The `analysis()` function provides a complete breakdown of word error rates, supporting both standard WER and weighted WER calculations.

It delivers detailed, per-sentence metrics—including insertions, deletions, substitutions, and word-level error tracking, with the flexibility to customize error weights.

Results are easily accessible through standard Python objects or can be conveniently converted into Pandas and Polars DataFrames for further analysis and reporting.

#### 4a. Getting Started

*Python Code:*
```python
ref = ["the quick brown fox"]
hyp = ["the quick brown dog"]

results = werx.analysis(ref, hyp)

print("Inserted:", results[0].inserted_words)
print("Deleted:", results[0].deleted_words)
print("Substituted:", results[0].substituted_words)

```

*Results Output:*
```
Inserted Words : []
Deleted Words : []
Substituted Words: [('fox', 'dog')]
```


#### 4b. Converting Analysis Results to a DataFrame

*Note:* To use this module, you must have either `pandas` or `polars` (or both) installed.
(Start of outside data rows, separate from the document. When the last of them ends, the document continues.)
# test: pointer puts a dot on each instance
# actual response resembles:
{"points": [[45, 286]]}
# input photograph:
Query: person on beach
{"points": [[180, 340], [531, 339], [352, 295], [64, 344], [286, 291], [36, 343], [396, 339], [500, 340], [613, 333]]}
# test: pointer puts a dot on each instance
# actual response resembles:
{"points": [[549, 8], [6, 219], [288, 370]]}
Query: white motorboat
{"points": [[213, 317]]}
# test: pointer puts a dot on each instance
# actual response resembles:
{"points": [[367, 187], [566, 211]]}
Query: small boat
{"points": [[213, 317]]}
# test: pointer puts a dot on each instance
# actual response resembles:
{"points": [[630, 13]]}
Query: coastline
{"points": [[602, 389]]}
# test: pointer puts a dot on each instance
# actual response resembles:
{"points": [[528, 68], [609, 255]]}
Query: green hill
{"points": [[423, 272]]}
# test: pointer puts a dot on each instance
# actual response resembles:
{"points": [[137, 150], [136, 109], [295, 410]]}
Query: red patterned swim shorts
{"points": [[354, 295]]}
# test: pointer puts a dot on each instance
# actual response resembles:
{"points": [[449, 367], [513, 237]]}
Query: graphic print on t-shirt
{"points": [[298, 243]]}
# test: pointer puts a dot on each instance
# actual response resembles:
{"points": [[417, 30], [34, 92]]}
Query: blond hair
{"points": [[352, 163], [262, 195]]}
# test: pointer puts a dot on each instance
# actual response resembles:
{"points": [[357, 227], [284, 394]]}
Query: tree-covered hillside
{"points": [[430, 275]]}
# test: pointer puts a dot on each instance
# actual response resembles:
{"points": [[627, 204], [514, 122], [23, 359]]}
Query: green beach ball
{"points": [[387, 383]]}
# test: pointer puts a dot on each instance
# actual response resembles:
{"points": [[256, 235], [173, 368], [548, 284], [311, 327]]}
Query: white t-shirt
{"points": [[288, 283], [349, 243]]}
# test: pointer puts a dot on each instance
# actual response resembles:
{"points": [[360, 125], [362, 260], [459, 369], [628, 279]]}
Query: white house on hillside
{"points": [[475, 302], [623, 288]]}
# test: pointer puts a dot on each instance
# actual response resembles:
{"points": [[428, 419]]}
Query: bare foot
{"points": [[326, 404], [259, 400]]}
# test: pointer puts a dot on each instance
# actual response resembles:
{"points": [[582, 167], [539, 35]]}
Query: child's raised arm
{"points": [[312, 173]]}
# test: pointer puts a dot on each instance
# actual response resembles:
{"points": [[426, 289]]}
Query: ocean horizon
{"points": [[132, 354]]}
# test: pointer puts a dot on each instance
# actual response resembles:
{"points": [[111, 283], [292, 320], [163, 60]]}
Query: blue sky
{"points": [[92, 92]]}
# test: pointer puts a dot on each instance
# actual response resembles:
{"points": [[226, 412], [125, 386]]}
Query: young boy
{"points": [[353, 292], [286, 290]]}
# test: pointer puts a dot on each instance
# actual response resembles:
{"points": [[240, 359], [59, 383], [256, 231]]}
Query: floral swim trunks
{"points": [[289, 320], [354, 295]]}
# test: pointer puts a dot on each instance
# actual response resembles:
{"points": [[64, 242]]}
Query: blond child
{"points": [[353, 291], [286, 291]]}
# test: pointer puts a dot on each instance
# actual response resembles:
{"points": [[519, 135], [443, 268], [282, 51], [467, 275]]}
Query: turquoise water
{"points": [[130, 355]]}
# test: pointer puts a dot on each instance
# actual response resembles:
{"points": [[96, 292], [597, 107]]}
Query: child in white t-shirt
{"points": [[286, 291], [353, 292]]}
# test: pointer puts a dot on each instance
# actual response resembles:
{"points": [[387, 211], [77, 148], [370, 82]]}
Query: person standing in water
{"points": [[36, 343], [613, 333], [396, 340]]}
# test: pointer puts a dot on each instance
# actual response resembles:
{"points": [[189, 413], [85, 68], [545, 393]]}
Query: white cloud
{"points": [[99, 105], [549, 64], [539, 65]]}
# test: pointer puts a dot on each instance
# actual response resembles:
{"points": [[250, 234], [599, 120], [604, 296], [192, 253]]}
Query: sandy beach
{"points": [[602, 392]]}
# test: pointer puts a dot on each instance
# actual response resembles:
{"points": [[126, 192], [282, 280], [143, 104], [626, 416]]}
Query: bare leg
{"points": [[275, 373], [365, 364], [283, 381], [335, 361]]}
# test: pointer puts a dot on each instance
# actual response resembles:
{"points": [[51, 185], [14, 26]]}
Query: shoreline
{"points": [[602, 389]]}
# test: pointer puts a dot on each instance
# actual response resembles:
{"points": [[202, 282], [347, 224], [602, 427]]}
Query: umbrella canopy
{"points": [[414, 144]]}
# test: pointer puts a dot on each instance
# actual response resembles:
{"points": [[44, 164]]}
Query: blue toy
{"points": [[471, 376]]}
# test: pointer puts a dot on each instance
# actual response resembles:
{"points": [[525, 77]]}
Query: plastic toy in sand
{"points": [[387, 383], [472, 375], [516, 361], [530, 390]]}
*Install Pandas / Polars for DataFrame Conversion*
```python
uv pip install pandas
uv pip install polars
```

*Python Code:*
```python
ref = ["i love cold pizza", "the sugar bear character was popular"]
hyp = ["i love pizza", "the sugar bare character was popular"]
results = werx.analysis(
ref, hyp,
insertion_weight=2,
deletion_weight=2,
substitution_weight=1
)
```
We’ve created a special utility to make working with DataFrames seamless.
Just import the following helper:

```python
import werx
from werx.utils import to_polars, to_pandas
```

You can then easily convert analysis results to get output using **Polars**:
```python
# Convert to Polars DataFrame
df_polars = to_polars(results)
print(df_polars)
```

Alternatively, you can also use **Pandas** depending on your preference:
```python
# Convert to Pandas DataFrame
df_pandas = to_pandas(results)
print(df_pandas)
```

*Results Output:*

| wer | wwer | ld | n_ref | insertions | deletions | substitutions | inserted_words | deleted_words | substituted_words |
|--------|--------|-----|-------|------------|-----------|---------------|----------------|----------------|---------------------|
| 0.25 | 0.50 | 1 | 4 | 0 | 1 | 0 | [] | ['cold'] | [] |
| 0.1667 | 0.1667 | 1 | 6 | 0 | 0 | 1 | [] | [] | [('bear', 'bare')] |


## 📄 License

This project is licensed under the Apache License 2.0.